What's the right way for the new guy to set shop in India?
Option #1: Go it alone. The last one in the news to do this was Swedish fast-fashion biggie H&M, which came to India in 2015. This involves getting single-brand FDI licence from the government. Advantage: total control over your operation. Challenge: getting local knowledge of the Indian market.
Option #2: Get a partner. You’re intimidated by India’s language and consumption complexity, and you’ve heard government regulations can be notoriously difficult to handle. It makes sense to pick a local partner. You can franchise your brand out to a reliable firm that has experience running retail in India. You control the design, the look of the store, in exchange for a fixed income. Your partner makes the investments and could even manage the manufacturing.
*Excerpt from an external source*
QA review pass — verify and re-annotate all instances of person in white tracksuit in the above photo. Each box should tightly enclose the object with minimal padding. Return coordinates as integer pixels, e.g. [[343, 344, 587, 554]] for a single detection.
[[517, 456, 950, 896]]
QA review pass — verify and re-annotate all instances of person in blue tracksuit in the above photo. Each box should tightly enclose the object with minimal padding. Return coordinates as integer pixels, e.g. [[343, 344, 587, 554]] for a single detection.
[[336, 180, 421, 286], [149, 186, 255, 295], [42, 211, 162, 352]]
Of course, for some more control and skin in the game, there's always the option of a joint venture with the local partner.
Which model should you choose if you are a foreign retail brand eyeing India? Data from the Registrar of Companies shows times are bad for franchisee operators.
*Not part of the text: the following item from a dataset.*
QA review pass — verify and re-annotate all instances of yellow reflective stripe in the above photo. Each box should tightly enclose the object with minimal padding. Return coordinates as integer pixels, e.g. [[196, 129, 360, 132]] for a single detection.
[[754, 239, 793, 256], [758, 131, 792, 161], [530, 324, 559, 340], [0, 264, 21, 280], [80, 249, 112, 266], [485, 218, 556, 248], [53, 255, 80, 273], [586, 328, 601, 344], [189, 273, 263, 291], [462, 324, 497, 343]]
Apart from Page Industries (Jockey and Speedo) and Genesis Luxury (Burberry, Tumi), which have been there for a while, the large franchisee operators in apparel retail are bleeding money.
There has been a lot of churn in this business as well. DLF Brands, for instance, has almost completely stopped selling premium and luxury brands in India. In its heyday, it was the repository of top-notch foreign designers including Armani, DKNY, and Salvatore Ferragamo. The last straw came when it lost rights to run stores of Spanish fashion brand Mango to apparel e-commerce firm Myntra. In October 2016, DLF Brands said it would exit the luxury business.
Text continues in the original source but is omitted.